Economy
It's tough to spin anything good out of this administration's handling, or mishandling, of the economy.
But spin is the name of Barack Obama's game these days. For the last week, White House staffers have been running scared from the "tax" label that was attached to the national health care law by Chief Justice Roberts. No politician running for reelection wants to be associated with the dreaded T-word in an election year so Democrats have been feverishly trying to tell us what Justice Roberts really tried to say in his decision on Obamacare.
Being White House press secretary these days is not an enviable position. Jay Carney must face the press and look into the camera each day to define the administration's position. Anyone trying to defend this president's economic policy deserves a medal.

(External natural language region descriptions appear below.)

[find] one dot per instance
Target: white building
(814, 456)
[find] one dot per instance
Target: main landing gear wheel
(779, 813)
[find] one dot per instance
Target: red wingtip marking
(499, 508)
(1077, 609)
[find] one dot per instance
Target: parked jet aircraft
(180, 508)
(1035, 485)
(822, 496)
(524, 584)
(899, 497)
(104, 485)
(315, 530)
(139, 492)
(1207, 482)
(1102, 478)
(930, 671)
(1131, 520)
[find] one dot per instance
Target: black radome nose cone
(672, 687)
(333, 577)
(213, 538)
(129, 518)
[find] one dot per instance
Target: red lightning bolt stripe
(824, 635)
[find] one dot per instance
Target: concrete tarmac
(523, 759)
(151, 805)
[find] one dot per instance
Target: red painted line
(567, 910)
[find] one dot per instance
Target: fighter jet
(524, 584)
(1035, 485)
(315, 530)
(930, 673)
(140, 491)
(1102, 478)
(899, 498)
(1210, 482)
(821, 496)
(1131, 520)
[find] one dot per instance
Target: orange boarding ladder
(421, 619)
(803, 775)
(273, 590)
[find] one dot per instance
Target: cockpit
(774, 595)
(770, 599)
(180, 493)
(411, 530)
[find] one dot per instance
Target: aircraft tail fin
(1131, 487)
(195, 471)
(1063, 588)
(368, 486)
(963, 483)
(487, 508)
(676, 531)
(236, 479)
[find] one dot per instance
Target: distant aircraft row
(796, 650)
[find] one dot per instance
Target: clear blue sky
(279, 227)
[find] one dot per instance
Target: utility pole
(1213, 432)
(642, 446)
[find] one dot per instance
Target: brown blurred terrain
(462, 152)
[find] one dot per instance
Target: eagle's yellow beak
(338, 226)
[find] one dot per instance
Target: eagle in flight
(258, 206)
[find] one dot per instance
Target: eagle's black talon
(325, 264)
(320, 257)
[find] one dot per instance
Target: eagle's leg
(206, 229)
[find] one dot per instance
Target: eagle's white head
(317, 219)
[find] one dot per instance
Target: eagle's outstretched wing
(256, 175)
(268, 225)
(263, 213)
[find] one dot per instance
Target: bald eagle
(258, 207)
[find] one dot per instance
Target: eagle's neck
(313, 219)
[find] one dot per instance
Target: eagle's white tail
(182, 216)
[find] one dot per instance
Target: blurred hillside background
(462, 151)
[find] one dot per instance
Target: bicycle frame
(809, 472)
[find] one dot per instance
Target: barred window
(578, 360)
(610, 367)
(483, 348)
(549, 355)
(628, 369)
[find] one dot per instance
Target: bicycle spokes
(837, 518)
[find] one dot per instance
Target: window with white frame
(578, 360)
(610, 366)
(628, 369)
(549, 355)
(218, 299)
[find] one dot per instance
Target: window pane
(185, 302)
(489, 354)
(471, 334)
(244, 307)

Obama can tell a group of party loyalists that it's cold outside today and, despite 100-degree temperatures, they'll follow him off a cliff. And that's just about where he has the nation's economy tottering on a precipice.
To hear the president tell it, he single-handedly rescued us from economic Armageddon. Just yesterday, the president was in Ohio, touting himself as the savior of the auto industry and the greatest job creator in the history of mankind, let alone the Buckeye state. According to the Obama campaign, if the government had not stepped in with the bailout money, the auto industry would have collapsed. Many differ with that analysis.
"To claim that the car companies would have collapsed if the government hadn't intervened in the way it did, and to suggest that the intervention came at very little cost, is a dangerous misreading of our recent history," wrote David Skeel, a professor of law at the University of Pennsylvania, in a Wall Street Journal opinion last year.
This morning's weak jobs report gave Americans another dose of reality, and Jay Carney more heartburn. For a record 35 consecutive months, the unemployment rate has remained above eight percent.
According to the Bureau of Labor Statistics, the Obama administration has lost 1.7 million jobs and the unemployment rate has ballooned from 7.6 when he took office to the current mark of 8.2 percent. An early promise to the American people was to get unemployment under six percent.
Four years ago, Obama stepped into the White House with zero experience in the business sector and he's obviously in way over his head as the nation's top CEO.
Obama claimed his $831 billion stimulus would "create or save" 3.5 million jobs over the next two years and that the unemployment rate would not rise above 8.5 percent. Instead it soared to 10.2 percent in October 2009.
At the end of 2010, the administration revised job forecasts and promised to have unemployment down to 7.2 percent. Since the passage of the stimulus in early 2009, the nation's employment has floundered or been in limbo.
The president is obsessed with attacking Republican rival Mitt Romney for his record in the private sector, but it's Obama's policies that have the economy spinning and employers, the real backbone to a recovery, frustrated.
Obama would be wise not to add much to his personal resume. Having compiled the worst record on jobs and the economy of any president in modern history is not the kind of achievement one can be proud of or want employers, which in Obama's case are the American people, to hear about.